Bu temel antlaşmalardan sonraki süreçte Türkiye ile Yunanistan arasında Batı Trakya Türkleri'ni ilgilendiren konularda çeşitli antlaşma ve protokoller imzalanmıştır. 1951 Kültür Anlaşması'nda tarafların eğitim sahasında karşılıklı burs verme, okul kitaplarındaki yanlışların düzeltilmesi gibi konuları içerdiği gibi bir "Daimi Muhtelit Komisyon" kurulmasını da öngörüyordu. Bu gelişmeler neticesinde iki ülkedeki azınlık okullarına "kontenjan öğretmenleri" görevlendirildi. Bu doğrultuda Batı Trakya'nın ilk Türkçe Eğitim veren lisesi ve altı yıl öğrenim veren "özel" statülü Gümülcine Celal Bayar Lisesi 2203/1952 ve 2567/1953 sayılı Kanun Hükmünde Kararname ile açıldı. Batı Trakyalı öğretmenler Türkiye'de meslekî kurs görmeye, öğrenciler Türkiye'deki ilköğretim okullarında parasız yatılı okutularak "formasyonlu öğretmen" olarak yetiştirilmeye başlandı. 1954'te çıkarılan Mareşal Papagos Kanunu "Türk ilkokulları" ifadesinin kullanıldığı ilk hukukî metin olmuştur. 3065/1954 sayılı Kanun Hükmünde Kararname ile Batı Trakya Türk ilkokullarının kuruluş, faaliyet, idareci ve müfettişlerini ilgilendiren meseleler düzenlenmiştir. Buna göre ilkokulların kurulmasında Trakya genel valisinin müsaadesiyle Türk Okulları Müfettişliği'nin onayının gerektiği, müfredat programının Yunanistan Eğitim Bakanlığı'nın kararına istinaden Trakya genel valisinin Türk okulları müdürlerinden teşkil ve tayin edeceği heyet tarafından tanzimi, okul teftişleri ile öğretmenlerin görev ve tayinlerini Türk okulları müfettişinin yapması, Türk okullarını ilgilendiren konular görüşülürken Gümülcine ve İskeçe Türk okulları müfettişlerinin de oy sahibi olmaları gibi hususlar kabul edildi. 1964'te İskeçe'de Muzaffer Salihoğlu Özel Lisesi açıldı. İki Türkçe Eğitim veren lisede fen, din, sanat, Türkçe ve müzik dersleri Türkçe; tarih, eski ve yeni Yunanca, coğrafya, vatandaşlık dersleri ise Yunanca okutuluyordu. Bu karşılıklı mutabakat zemininde olumlu seyreden ortak eğitim yürüyüşü 1967'de iktidara gelen Cunta yönetimiyle yeniden eskiye dönmeye başladı.

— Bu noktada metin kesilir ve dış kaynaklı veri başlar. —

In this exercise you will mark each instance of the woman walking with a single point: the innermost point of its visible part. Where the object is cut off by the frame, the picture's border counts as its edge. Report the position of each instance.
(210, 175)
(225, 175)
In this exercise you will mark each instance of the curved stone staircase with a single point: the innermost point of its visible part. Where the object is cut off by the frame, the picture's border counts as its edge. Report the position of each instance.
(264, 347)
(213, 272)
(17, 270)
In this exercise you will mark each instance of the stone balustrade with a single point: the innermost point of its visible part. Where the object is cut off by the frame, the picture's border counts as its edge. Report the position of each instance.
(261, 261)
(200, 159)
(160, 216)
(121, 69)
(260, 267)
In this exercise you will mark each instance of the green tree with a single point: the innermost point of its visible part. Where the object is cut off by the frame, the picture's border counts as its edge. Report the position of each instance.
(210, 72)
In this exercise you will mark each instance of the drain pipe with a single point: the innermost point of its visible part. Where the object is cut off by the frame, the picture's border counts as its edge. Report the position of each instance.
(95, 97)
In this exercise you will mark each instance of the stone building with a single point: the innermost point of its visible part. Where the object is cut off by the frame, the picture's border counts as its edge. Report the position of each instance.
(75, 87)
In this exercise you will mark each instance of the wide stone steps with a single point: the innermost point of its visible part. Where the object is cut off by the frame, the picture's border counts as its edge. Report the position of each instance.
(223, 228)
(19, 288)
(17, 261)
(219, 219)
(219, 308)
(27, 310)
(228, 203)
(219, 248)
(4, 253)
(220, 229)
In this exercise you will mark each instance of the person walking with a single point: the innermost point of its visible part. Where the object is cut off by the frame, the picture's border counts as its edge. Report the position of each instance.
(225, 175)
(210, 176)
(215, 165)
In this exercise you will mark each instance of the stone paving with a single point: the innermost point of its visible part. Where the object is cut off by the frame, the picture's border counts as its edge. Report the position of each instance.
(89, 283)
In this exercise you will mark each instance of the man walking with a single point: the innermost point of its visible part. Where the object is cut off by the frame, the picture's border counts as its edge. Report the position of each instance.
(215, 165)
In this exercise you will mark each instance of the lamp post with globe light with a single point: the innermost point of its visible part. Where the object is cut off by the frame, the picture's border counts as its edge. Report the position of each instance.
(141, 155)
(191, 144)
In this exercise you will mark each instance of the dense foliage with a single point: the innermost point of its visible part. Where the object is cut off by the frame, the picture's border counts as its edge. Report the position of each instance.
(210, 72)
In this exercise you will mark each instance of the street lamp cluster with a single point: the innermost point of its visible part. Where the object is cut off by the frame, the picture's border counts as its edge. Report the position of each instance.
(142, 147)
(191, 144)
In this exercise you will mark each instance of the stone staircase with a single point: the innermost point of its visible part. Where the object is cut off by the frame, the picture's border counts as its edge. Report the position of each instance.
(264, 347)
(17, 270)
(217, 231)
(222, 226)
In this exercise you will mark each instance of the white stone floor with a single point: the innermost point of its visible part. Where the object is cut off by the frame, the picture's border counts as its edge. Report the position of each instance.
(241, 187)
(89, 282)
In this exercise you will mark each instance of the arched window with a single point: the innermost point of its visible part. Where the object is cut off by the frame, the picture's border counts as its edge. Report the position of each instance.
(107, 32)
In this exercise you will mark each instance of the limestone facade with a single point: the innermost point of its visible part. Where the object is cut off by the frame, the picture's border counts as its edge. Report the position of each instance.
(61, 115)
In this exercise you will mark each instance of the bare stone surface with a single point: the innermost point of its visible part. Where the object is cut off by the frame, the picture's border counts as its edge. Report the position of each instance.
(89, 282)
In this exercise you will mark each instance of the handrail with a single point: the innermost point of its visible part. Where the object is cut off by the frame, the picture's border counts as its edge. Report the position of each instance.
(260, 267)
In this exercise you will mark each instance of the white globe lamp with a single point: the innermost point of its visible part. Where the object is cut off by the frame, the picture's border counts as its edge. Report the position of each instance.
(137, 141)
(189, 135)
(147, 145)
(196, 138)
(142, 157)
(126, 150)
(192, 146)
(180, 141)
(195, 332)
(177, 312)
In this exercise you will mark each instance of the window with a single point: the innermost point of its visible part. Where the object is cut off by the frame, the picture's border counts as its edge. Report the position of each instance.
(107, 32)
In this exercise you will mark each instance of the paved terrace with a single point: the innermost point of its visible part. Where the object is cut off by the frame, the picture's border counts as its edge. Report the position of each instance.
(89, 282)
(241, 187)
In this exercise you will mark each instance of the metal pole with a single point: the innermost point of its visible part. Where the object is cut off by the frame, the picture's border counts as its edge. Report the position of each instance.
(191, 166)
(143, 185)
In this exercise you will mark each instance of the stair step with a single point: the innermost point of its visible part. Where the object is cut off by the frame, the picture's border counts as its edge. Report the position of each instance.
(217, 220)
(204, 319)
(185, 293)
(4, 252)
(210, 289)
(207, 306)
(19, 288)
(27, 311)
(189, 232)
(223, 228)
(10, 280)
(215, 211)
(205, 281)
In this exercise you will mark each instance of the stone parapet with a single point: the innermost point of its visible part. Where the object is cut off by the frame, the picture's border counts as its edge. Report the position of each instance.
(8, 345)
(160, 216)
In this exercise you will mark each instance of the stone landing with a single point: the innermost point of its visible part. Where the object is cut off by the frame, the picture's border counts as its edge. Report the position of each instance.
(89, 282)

Öncelikle Türk okullarındaki encümenleri Cunta yönetimi atamaya başladı. Türkler'in kurduğu dernek ve birliklerin tabelalarındaki Türkçe yazılar kaldırıldı, Türkçe okul tabelaları indirildi. "Türk" ifadesinin kullanımı yasaklandı. Batı Trakya Müslüman Türkleri'ne yapılan baskılar 1964'teki Kıbrıs krizinden sonra Türk-Yunan ilişkilerinin bozulmasıyla iyice artarken Türk okullarındaki birçok öğretmene çalışma izni verilmemeye başlandı. Bunun üzerine 20 Aralık 1968 tarihinde imzalanan Türkiye-Yunanistan Kültür Komisyonu Ankara ve Atina Toplantıları Protokolü ile azınlık dilinin serbestçe kullanılmaya devam etmesi, öğrencilerin dinî, millî ve sosyal bilinçlerine saygı gösterilmesi gibi hususlar onaylandıysa da Yunanistan bunları uygulamadı. "Türk okulları" ibaresinin yerine "azınlık okulu" ibaresi getirildi. Öğretmen atamalarında okul encümenlerinin yetkileri fiilen ortadan kaldırıldı.

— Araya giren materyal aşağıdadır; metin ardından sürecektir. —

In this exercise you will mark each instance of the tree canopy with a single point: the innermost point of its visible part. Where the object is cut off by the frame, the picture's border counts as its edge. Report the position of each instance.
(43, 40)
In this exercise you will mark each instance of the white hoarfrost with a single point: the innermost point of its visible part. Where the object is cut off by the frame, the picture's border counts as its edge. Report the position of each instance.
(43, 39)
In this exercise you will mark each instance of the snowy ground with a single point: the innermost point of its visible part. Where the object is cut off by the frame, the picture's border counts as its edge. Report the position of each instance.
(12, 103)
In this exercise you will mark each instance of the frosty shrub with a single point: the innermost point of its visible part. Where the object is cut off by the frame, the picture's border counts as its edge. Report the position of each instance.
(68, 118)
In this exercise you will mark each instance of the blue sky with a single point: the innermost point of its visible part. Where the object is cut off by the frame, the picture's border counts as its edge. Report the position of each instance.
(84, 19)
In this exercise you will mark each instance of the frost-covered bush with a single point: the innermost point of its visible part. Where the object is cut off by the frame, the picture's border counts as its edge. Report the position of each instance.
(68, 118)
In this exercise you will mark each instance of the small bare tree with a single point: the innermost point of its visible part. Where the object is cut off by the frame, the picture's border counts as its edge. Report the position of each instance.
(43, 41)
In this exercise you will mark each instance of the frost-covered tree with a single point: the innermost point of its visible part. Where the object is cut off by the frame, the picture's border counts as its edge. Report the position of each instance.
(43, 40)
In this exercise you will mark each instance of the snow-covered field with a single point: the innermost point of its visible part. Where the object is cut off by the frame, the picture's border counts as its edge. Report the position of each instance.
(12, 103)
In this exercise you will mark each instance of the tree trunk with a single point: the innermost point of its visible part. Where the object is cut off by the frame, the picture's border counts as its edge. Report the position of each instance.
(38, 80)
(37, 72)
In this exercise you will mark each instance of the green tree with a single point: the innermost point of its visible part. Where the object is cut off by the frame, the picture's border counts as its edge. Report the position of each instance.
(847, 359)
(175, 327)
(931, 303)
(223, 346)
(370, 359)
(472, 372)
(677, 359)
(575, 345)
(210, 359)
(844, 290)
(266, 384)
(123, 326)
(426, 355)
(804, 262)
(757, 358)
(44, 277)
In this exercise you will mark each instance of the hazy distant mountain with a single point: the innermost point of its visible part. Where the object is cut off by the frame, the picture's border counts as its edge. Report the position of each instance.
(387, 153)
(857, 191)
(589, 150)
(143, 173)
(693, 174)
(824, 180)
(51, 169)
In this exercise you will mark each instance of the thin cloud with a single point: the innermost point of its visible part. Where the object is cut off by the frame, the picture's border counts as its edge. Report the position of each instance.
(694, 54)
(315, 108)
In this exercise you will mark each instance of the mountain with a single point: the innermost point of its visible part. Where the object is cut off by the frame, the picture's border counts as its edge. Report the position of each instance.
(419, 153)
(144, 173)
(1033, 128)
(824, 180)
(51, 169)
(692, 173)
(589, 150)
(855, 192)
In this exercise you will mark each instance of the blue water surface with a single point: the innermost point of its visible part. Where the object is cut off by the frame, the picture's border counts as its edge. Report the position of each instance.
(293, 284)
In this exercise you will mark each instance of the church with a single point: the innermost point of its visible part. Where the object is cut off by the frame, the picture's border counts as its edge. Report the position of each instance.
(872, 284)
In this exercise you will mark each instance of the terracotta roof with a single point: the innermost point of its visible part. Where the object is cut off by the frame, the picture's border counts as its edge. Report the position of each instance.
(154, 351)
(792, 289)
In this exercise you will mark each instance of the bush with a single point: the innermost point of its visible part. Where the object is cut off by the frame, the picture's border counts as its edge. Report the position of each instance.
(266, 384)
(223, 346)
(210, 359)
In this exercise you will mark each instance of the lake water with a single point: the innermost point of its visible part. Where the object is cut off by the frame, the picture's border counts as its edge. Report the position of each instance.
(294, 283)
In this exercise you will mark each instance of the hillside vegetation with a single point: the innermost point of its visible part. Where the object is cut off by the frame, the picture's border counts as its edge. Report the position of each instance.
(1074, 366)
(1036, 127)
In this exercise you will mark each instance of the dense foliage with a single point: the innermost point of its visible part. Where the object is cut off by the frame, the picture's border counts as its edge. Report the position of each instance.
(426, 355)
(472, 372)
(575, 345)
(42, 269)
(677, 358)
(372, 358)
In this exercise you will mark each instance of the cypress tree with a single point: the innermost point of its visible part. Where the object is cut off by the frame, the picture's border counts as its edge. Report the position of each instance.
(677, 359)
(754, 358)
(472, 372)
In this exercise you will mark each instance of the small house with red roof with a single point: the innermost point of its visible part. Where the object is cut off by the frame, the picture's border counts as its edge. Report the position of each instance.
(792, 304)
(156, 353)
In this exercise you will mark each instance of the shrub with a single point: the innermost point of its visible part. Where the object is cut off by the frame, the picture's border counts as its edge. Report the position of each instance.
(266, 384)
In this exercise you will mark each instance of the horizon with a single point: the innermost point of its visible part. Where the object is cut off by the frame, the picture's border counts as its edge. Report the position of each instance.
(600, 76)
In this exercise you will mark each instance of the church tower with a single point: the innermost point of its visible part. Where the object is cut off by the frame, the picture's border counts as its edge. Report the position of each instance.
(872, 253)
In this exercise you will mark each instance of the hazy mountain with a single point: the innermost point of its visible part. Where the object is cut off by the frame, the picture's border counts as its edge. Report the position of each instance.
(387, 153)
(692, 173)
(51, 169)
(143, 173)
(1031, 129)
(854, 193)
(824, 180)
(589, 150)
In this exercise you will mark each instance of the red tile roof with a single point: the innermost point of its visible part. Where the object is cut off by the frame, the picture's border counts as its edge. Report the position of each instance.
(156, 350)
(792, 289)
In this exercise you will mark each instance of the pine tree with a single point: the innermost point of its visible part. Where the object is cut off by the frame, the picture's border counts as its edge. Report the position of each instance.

Lozan Antlaşması'nın uygulandığı ilk yıllarda ders kitapları hiçbir denetime tâbi tutulmaksızın Türkiye'den getiriliyordu. Daha sonra bu kitaplar denetime tâbi tutulmaya, sakıncalı bulunan sayfalar çıkarılmaya başlandı. Bir dönem Türkiye'den kitap yollanmasına izin verilmedi. 1968'deki Eğitim Protokolü sonrasında Türkiye'den kontrol için gönderilen ders kitapları çeşitli sebeplerle geri gönderildi. Devlet Yunanlı yazarlara Türkçe kitaplar hazırlattı, fakat Türkler'in tepkisini çekince yaygınlık kazanamadı. Bu sorun 1990'da bölgeyi ziyaret eden Helsinki Watch Komitesi'nin raporunda yer alarak Yunanca okuma kitapları yeniyken Türkçe kitapların 1970'lerden kalma, kullanılmış, eksik sayfalı, fotokopiyle çoğaltılmış oldukları tespit edildi.

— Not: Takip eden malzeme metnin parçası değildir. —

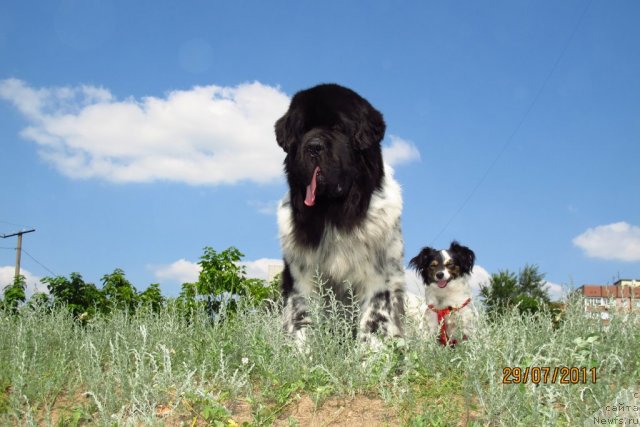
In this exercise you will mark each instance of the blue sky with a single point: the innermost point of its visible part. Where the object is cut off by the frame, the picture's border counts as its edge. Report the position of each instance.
(133, 134)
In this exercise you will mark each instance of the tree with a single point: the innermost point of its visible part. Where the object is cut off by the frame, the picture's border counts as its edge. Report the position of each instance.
(14, 294)
(80, 297)
(152, 297)
(120, 293)
(526, 291)
(222, 281)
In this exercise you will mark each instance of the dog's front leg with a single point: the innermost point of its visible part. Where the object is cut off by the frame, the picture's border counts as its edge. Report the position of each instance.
(376, 319)
(296, 319)
(295, 313)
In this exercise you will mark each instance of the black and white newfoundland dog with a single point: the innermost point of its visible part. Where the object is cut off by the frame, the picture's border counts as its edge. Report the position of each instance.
(341, 217)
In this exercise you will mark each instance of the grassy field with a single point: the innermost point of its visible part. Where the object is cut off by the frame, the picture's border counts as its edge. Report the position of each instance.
(160, 369)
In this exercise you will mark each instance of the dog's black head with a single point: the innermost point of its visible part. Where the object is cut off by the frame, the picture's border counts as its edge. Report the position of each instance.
(334, 161)
(441, 267)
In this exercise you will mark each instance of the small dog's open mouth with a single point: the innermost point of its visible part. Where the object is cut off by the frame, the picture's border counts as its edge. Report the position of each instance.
(310, 198)
(442, 283)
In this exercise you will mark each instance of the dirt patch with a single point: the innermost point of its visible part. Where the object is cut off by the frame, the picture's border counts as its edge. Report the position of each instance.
(334, 412)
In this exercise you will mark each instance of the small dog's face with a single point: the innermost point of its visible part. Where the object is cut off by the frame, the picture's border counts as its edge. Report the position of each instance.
(441, 267)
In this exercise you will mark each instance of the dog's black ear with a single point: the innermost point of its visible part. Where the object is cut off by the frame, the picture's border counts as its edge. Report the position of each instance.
(370, 127)
(463, 256)
(421, 262)
(288, 128)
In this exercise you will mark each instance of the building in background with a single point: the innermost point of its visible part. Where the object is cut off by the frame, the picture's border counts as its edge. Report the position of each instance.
(602, 301)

2000 yılında antlaşma ve kültür protokollerine uygun olarak basımı Türkiye'de gerçekleştirilen ilkokul 1-6. sınıflara matematik ve Türkçe, 4-6. sınıflara fen bilgisi, 4-6. sınıflara din ve ahlak kültürü ders kitapları yanında Okumaya Başlıyorum kitabı bölge okullarına dağıtıldı. Ancak bunlarla benzer içerikteki ortaöğretim kitaplarının hazırlanması ve onay işlemi Mart 2006'da tamamladıktan ve Türk ulusal sembollerinden arındırıldıktan sonra dağıtılabildi.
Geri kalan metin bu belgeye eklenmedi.